The namespace to query.

Example:

"example-namespace"

filter
object

The filter to apply. You can use vector metadata to limit your search. See Understanding metadata.

Example:
{
"genre": { "$in": ["comedy", "documentary", "drama"] },
"year": { "$eq": 2019 }
}
includeValues
boolean
default:false

Indicates whether vector values are included in the response. For on-demand indexes, setting this to true may increase latency, especially with higher topK values, because vector values are retrieved from object storage. Unless you need vector values, set this to false for better performance.

Example:

true

includeMetadata
boolean
default:false

Indicates whether metadata is included in the response as well as the ids.

Example:

true

queries
object[]
deprecated

DEPRECATED. Use vector or id instead.

vector
number<float>[]

The query vector.
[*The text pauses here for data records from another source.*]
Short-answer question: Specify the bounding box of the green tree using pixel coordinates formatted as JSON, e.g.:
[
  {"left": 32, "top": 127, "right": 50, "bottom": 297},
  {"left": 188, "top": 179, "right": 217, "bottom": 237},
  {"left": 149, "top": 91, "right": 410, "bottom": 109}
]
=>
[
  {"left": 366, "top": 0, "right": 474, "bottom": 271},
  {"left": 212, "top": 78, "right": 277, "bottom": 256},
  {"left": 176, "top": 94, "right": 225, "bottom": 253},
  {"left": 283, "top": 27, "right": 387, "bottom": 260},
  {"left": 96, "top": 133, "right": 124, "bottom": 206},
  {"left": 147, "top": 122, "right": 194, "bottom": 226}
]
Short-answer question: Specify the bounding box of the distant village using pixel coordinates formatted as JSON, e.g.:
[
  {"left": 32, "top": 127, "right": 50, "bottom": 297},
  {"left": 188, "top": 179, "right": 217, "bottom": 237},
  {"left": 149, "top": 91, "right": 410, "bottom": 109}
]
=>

This should be the same length as the dimension of the index being queried. Each query request can contain only one of the parameters id or vector.

Example:
[0.1, 0.2, 0.3, 0.4, 0.5, 0.6, 0.7, 0.8]
sparseVector
object

Vector sparse data. Represented as a list of indices and a list of corresponded values, which must be with the same length.

id
string

The unique ID of the vector to be used as a query vector. Each request can contain either the vector or id parameter.

Maximum string length: 512
Example:

"example-vector-1"

scanFactor
number<float>

An optimization parameter for IVF dense indexes in dedicated read node indexes. It adjusts how much of the index is scanned to find vector candidates. Range: 0.5 – 4 (default). Keep the default (4.0) for the best search results. If query latency is too high, try lowering this value incrementally (minimum 0.5) to speed up the search at the cost of slightly lower accuracy. This parameter is only supported for dedicated (DRN) dense indexes.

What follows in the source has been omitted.